Random/LFSR on P2

Heater. · 2018-08-06 07:32

"...the geometric mean of 15 runs..." is clear enough.

"...normalized to make the classic biased-mod method have unit time."

Hmm... so the axis is time, but not measured in seconds or whatever but in units of the execution time of the biased-mod method.

The axis is relative not absolute.

So, yeah, lower is better.

evanh · 2018-08-06 07:37

Oh, so it's just execution speed. Is that all that's being compared in the whole article?

Xoroshiro++/Xoshiro++ win hands down there. No multiplier and minimal multilayered rotate-sum-rotate-sum.

Heater. · 2018-08-06 08:02

Yep, execution speed. Or rather, relative execution speeds.

The Xo.... generators are fast for sure. The point of the blog though was that the speed of your PRNG may not be so relevant if you are wrapping it around with some much slower processing. In this case selecting random numbers from a range. Which is quite a common thing to do. Or perhaps selecting random numbers with some desired distribution. Differences in speeds of different PRNGs can get lost in the noise compared to the execution time of everything else.

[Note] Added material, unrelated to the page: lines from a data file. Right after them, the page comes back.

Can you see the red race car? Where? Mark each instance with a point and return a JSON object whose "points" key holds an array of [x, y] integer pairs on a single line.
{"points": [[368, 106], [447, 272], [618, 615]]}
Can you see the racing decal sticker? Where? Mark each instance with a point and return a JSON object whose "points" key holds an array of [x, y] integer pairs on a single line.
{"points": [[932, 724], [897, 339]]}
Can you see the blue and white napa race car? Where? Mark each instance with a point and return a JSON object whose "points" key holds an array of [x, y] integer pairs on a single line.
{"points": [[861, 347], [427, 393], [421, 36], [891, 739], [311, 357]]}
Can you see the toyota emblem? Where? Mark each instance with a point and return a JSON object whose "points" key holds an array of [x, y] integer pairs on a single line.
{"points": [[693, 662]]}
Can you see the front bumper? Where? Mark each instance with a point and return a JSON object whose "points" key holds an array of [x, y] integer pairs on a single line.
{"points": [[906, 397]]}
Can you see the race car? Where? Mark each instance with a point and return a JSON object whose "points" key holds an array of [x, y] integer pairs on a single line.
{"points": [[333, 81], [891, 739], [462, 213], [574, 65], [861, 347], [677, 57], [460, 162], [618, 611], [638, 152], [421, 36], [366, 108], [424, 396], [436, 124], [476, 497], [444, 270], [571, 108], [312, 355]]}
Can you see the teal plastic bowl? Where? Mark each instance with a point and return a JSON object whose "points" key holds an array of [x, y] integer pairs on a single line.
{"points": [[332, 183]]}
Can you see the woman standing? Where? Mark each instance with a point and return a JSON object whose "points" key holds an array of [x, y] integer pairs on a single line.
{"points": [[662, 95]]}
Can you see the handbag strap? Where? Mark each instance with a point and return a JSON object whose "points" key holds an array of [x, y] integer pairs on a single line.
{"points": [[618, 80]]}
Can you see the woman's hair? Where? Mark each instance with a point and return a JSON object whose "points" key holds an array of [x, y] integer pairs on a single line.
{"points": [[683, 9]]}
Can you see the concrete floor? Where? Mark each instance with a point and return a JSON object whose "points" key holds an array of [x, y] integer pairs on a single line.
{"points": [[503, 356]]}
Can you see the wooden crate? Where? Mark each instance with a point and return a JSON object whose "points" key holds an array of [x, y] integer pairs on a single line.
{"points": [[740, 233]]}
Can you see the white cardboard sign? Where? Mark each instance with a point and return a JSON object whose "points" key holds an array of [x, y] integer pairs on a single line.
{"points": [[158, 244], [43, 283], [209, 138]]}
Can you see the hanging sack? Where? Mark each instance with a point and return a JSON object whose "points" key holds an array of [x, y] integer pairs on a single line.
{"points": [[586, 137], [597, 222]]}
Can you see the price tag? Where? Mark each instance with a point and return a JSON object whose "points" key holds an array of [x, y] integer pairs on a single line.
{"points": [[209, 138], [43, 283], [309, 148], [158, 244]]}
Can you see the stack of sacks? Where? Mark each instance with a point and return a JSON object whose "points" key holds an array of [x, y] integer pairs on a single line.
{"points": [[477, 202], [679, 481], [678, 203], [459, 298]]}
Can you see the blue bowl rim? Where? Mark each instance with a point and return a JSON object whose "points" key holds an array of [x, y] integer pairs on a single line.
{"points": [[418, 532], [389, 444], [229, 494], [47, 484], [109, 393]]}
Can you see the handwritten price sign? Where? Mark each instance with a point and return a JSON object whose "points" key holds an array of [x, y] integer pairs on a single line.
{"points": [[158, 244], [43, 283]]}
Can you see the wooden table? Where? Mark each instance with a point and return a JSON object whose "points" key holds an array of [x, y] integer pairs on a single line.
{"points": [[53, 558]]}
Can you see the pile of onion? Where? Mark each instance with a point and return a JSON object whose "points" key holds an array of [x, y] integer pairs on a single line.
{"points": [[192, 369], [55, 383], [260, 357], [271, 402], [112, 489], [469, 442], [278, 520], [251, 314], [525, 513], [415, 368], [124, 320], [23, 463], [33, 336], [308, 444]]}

Ha! I can understand being allergic to XP.

TonyB_ · 2018-08-06 13:00

evanh wrote: »

TonyB_ wrote: »

Her last blog post is not as interesting as some others, but I mention it because I can't see the various Benchmark Results, only the titles. Can you?

Ha, those are all Structured Vector Graphics. Wow, I think the only place I've seen an SVG before is Wikipedia, but Wikipedia has automatic conversion to bitmap for browsers that can't handle an SVG.

I've emailed you the SVGs converted to PNGs.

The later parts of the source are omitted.